Chris Dawson has pleaded not guilty to the murder of his wife Lynette hours before being charged with a historical sex offence from his days as a teacher at a Sydney high school.
Dawson, who played for Newtown rugby league club in the 1970s, was charged in December over the disappearance of his then-wife on Sydney's northern beaches in 1982.
Dawson's lawyer Greg Walsh entered a formal not guilty plea before deputy chief magistrate Michael Allen at the Downing Centre Local Court on Thursday morning.
Less than two hours after leaving court, Dawson walked into Surry Hills Police Station and was charged with carnal knowledge of a girl aged between 10 and 17 while a teacher.

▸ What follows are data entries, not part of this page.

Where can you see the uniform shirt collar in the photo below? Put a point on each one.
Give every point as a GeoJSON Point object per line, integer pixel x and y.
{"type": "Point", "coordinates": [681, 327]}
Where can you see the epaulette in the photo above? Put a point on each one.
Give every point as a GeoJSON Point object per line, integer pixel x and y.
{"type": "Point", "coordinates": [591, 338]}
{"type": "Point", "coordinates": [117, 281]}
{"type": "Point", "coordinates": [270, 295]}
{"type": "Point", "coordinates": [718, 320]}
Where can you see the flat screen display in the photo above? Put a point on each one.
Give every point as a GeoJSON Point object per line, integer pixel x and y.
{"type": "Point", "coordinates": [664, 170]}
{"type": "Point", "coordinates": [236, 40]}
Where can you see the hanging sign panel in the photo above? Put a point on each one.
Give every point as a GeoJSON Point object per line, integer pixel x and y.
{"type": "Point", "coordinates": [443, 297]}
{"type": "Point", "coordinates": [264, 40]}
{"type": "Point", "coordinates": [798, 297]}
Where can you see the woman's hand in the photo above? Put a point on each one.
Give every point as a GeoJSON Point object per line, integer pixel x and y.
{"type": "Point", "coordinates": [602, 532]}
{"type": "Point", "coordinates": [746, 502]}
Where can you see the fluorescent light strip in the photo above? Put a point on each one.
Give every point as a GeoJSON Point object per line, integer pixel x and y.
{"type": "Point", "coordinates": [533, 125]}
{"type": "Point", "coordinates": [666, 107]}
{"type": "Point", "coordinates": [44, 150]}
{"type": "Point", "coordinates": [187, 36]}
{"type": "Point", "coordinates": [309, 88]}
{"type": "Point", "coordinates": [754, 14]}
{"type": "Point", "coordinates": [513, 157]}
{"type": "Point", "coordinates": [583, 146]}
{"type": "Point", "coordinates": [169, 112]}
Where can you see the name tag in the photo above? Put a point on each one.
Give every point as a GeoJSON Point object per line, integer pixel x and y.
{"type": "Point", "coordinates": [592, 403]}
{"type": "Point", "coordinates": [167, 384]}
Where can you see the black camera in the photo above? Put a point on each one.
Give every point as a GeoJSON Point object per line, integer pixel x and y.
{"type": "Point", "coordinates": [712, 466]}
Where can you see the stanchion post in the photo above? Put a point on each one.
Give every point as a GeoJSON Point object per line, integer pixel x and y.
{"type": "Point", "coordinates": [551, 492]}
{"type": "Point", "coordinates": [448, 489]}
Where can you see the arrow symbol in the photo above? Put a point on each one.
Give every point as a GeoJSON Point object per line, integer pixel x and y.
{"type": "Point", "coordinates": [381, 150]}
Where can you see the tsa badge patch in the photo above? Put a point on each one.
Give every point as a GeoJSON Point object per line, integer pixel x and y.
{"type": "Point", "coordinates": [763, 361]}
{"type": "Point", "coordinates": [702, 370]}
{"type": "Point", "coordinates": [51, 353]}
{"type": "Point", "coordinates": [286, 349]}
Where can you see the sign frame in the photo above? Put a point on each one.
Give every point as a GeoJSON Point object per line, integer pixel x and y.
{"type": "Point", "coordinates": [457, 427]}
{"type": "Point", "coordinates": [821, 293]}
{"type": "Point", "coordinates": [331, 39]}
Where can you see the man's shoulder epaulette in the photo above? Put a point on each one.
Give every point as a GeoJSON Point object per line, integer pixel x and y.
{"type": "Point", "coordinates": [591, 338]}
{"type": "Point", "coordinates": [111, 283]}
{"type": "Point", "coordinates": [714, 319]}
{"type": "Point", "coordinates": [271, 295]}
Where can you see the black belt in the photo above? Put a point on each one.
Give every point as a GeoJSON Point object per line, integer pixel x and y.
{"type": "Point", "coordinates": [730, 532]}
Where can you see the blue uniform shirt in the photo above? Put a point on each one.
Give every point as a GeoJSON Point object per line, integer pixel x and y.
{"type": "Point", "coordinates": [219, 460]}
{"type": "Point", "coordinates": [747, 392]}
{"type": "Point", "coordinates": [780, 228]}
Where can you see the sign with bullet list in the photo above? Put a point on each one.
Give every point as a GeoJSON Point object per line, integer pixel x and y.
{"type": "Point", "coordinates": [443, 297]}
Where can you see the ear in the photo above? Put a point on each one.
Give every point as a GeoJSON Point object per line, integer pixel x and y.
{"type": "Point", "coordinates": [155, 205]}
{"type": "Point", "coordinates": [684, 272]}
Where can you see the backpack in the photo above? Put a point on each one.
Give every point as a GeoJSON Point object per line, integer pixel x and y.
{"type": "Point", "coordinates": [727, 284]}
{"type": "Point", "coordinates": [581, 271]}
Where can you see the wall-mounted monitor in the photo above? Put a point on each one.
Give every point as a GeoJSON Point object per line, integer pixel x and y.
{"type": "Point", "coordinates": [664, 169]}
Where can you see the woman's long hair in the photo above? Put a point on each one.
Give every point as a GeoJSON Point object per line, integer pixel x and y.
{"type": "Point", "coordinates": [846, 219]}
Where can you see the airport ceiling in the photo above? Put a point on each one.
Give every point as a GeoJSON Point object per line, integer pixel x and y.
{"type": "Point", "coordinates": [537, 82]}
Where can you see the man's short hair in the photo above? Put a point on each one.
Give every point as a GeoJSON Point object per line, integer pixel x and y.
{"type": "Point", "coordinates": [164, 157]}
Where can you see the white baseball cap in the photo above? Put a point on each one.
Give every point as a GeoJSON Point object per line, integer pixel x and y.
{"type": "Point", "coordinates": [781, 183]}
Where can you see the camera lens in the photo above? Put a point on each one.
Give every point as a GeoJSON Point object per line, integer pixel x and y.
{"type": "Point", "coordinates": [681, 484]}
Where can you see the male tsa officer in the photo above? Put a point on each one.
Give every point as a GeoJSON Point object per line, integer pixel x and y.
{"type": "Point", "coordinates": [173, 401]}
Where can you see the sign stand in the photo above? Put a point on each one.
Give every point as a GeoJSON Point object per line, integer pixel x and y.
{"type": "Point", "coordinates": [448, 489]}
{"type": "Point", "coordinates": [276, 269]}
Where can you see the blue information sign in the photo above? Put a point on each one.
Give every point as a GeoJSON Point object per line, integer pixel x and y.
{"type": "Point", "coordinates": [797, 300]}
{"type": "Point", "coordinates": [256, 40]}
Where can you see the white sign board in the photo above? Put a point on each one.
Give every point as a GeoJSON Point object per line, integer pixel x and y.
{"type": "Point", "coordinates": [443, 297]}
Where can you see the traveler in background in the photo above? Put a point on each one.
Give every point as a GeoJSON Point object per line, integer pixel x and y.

Police allege Dawson, a former teacher at Cromer High School, had become sexually involved with a 16-year-old student in 1980 - two years before his wife vanished.
The case became the subject of journalist Hedley Thomas' internationally successful podcast, The Teacher's Pet, which was published by The Australian newspaper.
The court, dealing with the murder charge on Thursday morning, heard concerns there was a "risk of contamination" to evidence as a result of the impact of Thomas' podcast.
Documents provided to Mr Walsh's office revealed a psychic medium had been involved in the case and had taken a "very active role" with Thomas in interviewing witnesses, the lawyer said.
Mr Walsh, outside court, provided reporters with an image he claims shows a police investigator and Ms Dawson's siblings meeting with a medium.
He said it was "bizarre" Thomas had used psychics to investigate the missing mother's fate and - along with police - put the findings forward as credible information.
"Anyone using their common sense would say ... 'why would police be utilising someone who is using tarot cards?'" he told reporters.
"It defies belief."
Mr Walsh also raised concerns the psychic's interactions with important witnesses, such as Ms Dawson's siblings, could distort or cement memories.
The court heard both prosecutors and the defence had so far identified eight witnesses they would likely examine.
Among them was Thomas and a 100-year-old woman who said she saw Ms Dawson long after the disappearance, but not the accused killer himself, Mr Walsh said outside court.
Dawson's lover, who can not be identified, moved into the family home on Sydney's northern beaches days after Ms Dawson disappeared.
Both matters are expected back before the same court on August 8.